# What You'll Need:
→ Poultry
01 - 2 boneless, skinless chicken breasts (about 14 oz), cut into 1/2-inch cubes
→ Vegetables
02 - 2 medium carrots, peeled and sliced
03 - 2 celery stalks, sliced
04 - 1 medium onion, finely chopped
05 - 2 cloves garlic, minced
06 - 1 medium zucchini, diced
07 - 1 cup green beans, trimmed and cut into 1-inch pieces
08 - 1 cup frozen peas
09 - 1 can (14 oz) diced tomatoes, undrained
10 - 2 tablespoons fresh parsley, chopped
→ Pasta
11 - 1 cup small pasta shapes such as ditalini or elbow macaroni
→ Liquids
12 - 8 cups low-sodium chicken broth
13 - 1 tablespoon olive oil
→ Seasonings
14 - 1 teaspoon dried thyme
15 - 1 teaspoon dried basil
16 - 1 bay leaf
17 - Salt and freshly ground black pepper to taste
# Directions:
01 - In a large soup pot, heat olive oil over medium heat. Add onion, carrots, and celery. Sauté for 5 minutes until vegetables are softened.

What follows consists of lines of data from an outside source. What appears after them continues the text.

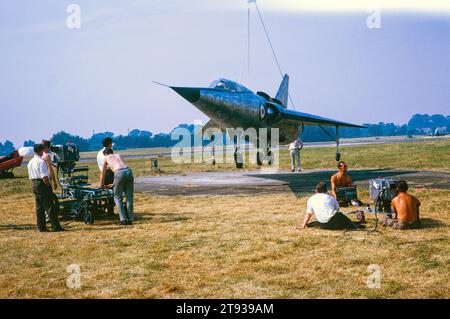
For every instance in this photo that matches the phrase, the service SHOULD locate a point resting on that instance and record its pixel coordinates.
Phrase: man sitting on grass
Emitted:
(326, 210)
(406, 209)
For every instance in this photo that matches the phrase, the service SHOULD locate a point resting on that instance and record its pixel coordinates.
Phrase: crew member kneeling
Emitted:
(406, 209)
(326, 210)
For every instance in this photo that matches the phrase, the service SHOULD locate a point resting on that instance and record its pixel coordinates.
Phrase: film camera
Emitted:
(77, 199)
(347, 196)
(382, 191)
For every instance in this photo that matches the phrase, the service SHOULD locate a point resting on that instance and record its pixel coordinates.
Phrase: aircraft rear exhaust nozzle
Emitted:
(190, 94)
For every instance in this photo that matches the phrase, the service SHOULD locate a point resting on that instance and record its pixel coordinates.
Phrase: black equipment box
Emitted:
(345, 195)
(66, 153)
(382, 191)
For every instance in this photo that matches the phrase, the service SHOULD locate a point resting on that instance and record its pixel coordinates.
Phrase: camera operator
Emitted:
(406, 209)
(39, 175)
(109, 174)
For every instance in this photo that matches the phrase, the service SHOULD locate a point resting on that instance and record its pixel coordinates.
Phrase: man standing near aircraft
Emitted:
(294, 151)
(39, 175)
(123, 183)
(340, 179)
(109, 175)
(47, 157)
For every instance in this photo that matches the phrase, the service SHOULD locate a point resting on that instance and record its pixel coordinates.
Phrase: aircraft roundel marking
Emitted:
(263, 111)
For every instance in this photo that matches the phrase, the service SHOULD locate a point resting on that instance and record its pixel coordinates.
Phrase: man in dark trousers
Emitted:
(109, 175)
(39, 175)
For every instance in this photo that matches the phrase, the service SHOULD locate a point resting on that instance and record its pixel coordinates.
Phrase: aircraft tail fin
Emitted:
(283, 91)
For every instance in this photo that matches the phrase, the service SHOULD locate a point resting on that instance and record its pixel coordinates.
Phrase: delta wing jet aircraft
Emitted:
(231, 105)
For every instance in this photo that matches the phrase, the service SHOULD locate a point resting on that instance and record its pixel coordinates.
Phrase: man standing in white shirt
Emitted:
(294, 151)
(326, 210)
(39, 175)
(109, 174)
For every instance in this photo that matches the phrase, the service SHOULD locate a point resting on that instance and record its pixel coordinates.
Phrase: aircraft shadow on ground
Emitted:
(160, 217)
(305, 183)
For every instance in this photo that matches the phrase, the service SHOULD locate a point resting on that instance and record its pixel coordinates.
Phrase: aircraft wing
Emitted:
(211, 125)
(309, 119)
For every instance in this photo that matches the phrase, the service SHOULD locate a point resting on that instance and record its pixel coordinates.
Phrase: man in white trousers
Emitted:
(294, 150)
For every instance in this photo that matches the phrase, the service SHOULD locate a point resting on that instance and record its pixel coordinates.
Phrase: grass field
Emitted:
(233, 246)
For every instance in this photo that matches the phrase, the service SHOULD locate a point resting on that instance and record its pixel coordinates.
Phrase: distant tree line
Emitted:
(419, 124)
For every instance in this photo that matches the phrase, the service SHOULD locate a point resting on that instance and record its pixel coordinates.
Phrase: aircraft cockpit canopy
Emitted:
(228, 85)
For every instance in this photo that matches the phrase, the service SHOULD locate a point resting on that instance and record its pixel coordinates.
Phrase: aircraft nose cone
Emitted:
(190, 94)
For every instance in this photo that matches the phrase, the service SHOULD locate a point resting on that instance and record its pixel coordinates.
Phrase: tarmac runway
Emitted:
(270, 182)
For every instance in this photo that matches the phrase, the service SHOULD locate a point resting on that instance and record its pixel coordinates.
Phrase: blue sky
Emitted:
(100, 77)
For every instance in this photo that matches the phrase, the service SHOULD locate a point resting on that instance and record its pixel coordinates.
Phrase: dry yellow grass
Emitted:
(234, 246)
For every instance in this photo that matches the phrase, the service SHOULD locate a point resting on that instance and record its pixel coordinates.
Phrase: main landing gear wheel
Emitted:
(258, 159)
(238, 159)
(270, 158)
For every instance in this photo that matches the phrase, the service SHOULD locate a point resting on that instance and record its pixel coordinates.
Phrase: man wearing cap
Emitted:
(39, 175)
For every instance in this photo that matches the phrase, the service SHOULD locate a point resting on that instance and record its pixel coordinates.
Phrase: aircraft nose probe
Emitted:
(190, 94)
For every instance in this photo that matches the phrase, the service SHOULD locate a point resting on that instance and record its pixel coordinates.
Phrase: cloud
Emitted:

02 - Add minced garlic and cook for 1 minute until fragrant.
03 - Stir in chicken cubes and cook for 4 to 5 minutes until lightly browned but not fully cooked through.

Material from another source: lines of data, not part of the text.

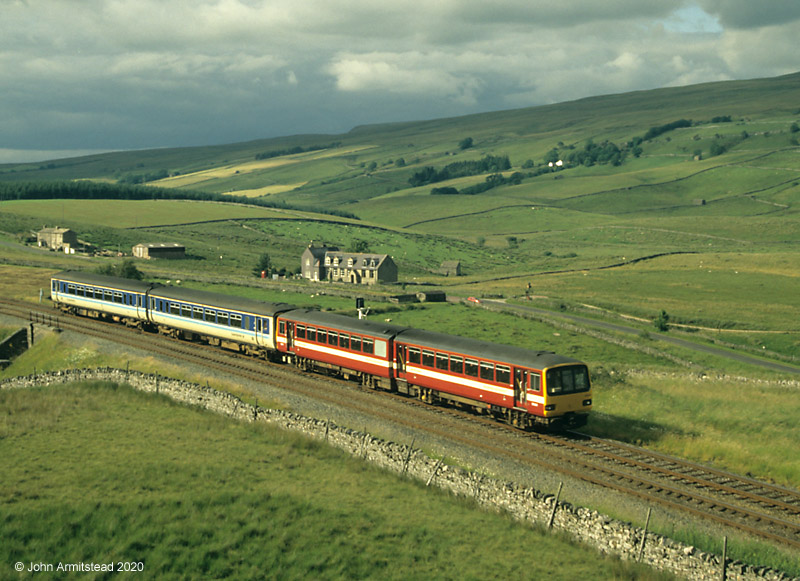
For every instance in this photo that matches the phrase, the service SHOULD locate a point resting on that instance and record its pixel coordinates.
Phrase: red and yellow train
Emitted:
(519, 386)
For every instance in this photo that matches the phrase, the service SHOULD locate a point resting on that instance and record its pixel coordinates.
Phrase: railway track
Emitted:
(742, 503)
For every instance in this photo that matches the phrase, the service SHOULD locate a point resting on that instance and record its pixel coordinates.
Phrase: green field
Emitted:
(100, 473)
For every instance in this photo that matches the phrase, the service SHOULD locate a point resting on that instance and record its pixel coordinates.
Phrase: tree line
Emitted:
(295, 150)
(430, 175)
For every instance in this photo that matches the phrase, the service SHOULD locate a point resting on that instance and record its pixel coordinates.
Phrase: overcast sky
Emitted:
(123, 74)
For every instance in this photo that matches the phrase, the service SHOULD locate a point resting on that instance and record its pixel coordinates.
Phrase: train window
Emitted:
(503, 374)
(367, 345)
(427, 358)
(581, 378)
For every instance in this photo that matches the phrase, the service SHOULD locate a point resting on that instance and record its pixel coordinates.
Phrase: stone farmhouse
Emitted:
(57, 238)
(323, 263)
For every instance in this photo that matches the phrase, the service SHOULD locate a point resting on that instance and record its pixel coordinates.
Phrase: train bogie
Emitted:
(519, 386)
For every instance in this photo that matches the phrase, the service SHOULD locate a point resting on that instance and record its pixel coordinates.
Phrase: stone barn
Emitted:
(159, 250)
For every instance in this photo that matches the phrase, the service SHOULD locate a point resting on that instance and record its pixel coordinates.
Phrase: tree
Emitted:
(661, 322)
(264, 265)
(360, 246)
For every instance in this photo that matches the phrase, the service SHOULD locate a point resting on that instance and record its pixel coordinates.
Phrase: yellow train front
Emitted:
(522, 387)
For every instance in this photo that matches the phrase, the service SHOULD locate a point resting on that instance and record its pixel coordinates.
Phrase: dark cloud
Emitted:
(149, 73)
(746, 14)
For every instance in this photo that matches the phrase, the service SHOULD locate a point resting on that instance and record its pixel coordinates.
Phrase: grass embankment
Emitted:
(101, 473)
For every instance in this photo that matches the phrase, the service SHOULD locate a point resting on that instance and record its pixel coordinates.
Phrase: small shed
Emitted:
(432, 297)
(159, 250)
(56, 238)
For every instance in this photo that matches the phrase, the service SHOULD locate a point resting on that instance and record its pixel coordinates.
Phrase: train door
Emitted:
(289, 335)
(400, 358)
(520, 387)
(262, 331)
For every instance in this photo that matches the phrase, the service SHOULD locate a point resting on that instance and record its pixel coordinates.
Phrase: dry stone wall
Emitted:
(523, 503)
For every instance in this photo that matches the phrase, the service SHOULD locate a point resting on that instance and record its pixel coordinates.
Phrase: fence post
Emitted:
(644, 535)
(435, 470)
(724, 558)
(408, 456)
(555, 506)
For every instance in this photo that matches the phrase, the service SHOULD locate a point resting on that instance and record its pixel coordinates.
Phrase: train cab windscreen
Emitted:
(564, 380)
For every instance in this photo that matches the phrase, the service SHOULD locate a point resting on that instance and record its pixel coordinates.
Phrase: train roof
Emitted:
(483, 349)
(220, 301)
(114, 282)
(344, 323)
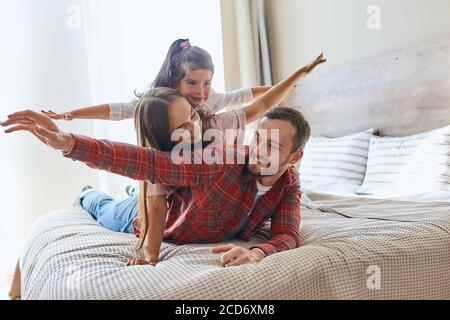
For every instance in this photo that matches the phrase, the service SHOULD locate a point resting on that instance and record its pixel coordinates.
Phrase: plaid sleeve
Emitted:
(142, 164)
(285, 226)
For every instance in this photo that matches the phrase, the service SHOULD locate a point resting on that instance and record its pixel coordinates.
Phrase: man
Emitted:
(229, 199)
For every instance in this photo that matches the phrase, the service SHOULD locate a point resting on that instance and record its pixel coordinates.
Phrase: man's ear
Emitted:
(296, 157)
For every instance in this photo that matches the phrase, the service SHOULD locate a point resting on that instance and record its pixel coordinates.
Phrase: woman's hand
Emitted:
(40, 126)
(139, 262)
(58, 116)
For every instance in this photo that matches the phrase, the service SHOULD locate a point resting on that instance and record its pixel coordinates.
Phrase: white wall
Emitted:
(300, 29)
(41, 67)
(63, 54)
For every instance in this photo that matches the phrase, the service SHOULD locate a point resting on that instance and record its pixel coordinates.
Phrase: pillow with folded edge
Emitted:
(335, 164)
(408, 165)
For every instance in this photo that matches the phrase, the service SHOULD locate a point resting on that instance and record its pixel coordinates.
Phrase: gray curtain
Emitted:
(246, 44)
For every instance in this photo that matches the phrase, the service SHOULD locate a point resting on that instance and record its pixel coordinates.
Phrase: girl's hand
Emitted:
(310, 67)
(58, 116)
(139, 262)
(40, 126)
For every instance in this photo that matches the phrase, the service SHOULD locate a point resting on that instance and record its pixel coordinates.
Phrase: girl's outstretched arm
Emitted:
(277, 93)
(259, 91)
(100, 112)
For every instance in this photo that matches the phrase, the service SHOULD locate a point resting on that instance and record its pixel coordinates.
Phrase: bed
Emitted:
(351, 246)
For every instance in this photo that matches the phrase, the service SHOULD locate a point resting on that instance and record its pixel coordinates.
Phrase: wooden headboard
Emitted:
(399, 93)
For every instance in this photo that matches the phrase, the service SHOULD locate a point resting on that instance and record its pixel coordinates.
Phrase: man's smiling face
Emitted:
(271, 148)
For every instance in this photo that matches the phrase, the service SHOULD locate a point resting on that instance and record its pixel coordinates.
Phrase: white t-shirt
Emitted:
(215, 103)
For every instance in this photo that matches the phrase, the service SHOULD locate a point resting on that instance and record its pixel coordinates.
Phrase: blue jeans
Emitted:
(112, 214)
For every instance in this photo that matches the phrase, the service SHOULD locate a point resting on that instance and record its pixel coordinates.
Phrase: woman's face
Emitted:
(183, 116)
(196, 86)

04 - Add zucchini, green beans, diced tomatoes with juices, thyme, basil, bay leaf, salt, and pepper. Stir well to combine.
05 - Pour in chicken broth and bring to a boil. Reduce heat, cover, and simmer for 15 minutes.
06 - Add pasta and peas. Simmer uncovered for 10 to 12 minutes until pasta is al dente and chicken is cooked through.
07 - Remove and discard bay leaf. Stir in fresh parsley and adjust seasoning as needed.
08 - Serve hot, optionally garnished with additional parsley or grated Parmesan cheese.